まず、この実施の形態に係るロータリソレノイドの全体構造の概略について述べる。図1及び図2に示すように、ロータリソレノイド10は、シャフト11が約1mm直動しつつ約45度回転するように構成されている。また、図3に示すように、シャフト11と同様に可動的な構成品として、ハブ20、アーマチュアプレート37、金属ボール39、スペーサ16、eリング17が設けられている。これらのうち、ハブ20とアーマチュアプレート37とが可動磁極を構成している。また、固定的な構成品として、ケース31、ベース40、ボビン12、コイル13などが設けられている。これらのうち、ベース40が固定磁極を構成している。なお、シャフト11の直動距離と回転角度は、スペーサ16やアーマチュアプレート37などの構造によって適宜変更することが可能であるが、ロータリソレノイドではシャフトの直動が負荷となる装置に対して振動などの無用な負担を与えることがあるので、この直動距離を大きくすることは好ましくない。
以下に各構成品について詳しく説明する。図3は、本発明の第1の実施の形態に係るロータリソレノイドの分解断面図である。図3において、23は凹陥部、32は開口部、33は対向部、34はボールレース溝、35は開口部、36aは周回溝、36bは切り欠き部、37aは対向面であり、その他の符号は図1と同じものを示す。

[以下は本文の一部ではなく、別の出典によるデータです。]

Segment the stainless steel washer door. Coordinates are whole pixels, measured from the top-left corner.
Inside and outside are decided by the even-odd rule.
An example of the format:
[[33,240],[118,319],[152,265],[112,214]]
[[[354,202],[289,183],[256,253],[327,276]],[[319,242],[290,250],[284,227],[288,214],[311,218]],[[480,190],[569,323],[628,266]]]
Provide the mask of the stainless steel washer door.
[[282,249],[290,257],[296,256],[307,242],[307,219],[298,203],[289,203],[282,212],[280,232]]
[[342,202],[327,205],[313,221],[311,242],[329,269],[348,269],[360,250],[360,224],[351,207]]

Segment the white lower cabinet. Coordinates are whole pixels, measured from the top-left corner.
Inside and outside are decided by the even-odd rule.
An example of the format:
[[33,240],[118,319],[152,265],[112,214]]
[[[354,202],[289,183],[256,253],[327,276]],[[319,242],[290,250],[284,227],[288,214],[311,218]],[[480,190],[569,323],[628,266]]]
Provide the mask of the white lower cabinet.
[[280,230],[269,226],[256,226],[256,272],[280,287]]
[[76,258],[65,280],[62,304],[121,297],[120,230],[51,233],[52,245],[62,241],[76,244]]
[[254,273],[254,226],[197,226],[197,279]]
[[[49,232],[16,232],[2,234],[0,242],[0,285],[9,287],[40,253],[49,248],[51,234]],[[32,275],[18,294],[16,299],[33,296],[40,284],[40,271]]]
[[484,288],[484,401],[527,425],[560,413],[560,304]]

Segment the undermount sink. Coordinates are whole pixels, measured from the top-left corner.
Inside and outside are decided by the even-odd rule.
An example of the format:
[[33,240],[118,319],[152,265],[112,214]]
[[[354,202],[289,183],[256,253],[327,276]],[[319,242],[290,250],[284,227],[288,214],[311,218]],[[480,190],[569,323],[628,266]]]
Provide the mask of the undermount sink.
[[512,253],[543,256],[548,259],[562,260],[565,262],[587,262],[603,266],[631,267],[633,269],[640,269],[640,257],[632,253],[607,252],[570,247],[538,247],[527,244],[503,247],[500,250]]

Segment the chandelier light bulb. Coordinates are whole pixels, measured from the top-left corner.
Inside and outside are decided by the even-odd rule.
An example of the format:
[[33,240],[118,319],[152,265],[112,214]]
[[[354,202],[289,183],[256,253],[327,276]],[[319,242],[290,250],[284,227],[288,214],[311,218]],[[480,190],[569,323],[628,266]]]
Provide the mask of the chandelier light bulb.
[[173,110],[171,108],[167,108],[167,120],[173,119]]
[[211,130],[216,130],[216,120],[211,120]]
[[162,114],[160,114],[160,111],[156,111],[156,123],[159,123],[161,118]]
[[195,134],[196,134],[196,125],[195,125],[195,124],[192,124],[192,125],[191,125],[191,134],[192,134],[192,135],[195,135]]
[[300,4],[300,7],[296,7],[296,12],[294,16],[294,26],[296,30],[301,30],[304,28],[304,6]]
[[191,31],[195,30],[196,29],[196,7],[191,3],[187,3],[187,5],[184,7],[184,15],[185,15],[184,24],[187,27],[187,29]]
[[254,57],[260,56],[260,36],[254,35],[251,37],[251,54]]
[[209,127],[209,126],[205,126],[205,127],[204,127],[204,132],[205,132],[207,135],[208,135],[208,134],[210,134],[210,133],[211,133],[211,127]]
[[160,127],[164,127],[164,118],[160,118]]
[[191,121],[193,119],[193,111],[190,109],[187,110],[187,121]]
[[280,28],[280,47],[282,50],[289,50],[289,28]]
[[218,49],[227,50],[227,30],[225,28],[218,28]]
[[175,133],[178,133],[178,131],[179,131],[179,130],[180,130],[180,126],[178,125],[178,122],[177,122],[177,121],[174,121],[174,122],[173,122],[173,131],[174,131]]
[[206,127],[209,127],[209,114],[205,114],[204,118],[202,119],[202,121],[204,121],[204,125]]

ケース31は、図1で示したように、その内部にボビン12、コイル13、軸受18、ハブ20及びベース40の大部分、並びにシャフト11の一部を収納しており、アーマチュアプレート37、スプリング15、スペーサ16及びeリング17をケース31はその外部に設けられている。また、ケース31は、磁性体で形成されており、図3に示すように、その背面側に対向部33を設けている。対向部33は、中央に開口部32を有する略円形板状に形成されている。また、コイル13への通電時にアーマチュアプレート37との間に磁束の流れを発生させるために、アーマチュアプレート37の対向面37aと対向するように、すなわちシャフト11の中心軸と直交する方向に設けられている。なお、ハブ20の中心軸とシャフト11の中心軸とは一致している、したがって、以下の説明において、例えばシャフト11の中心軸方向と直交する面とした面はハブ20の中心軸とも直交している。また、対向部33の開口部32にはハブ20が挿入されており、対向部33の端部はハブ20に非常に接近している。さらに、ケース31の前面側の開口部35には、エンドキャップを兼ねているベース40が嵌合されている。なお、ケース31の外形は、楕円筒状や、四角筒状、六角筒状などに形成してもよい。また、ベース40とは別にエンドキャップを設けてもよい。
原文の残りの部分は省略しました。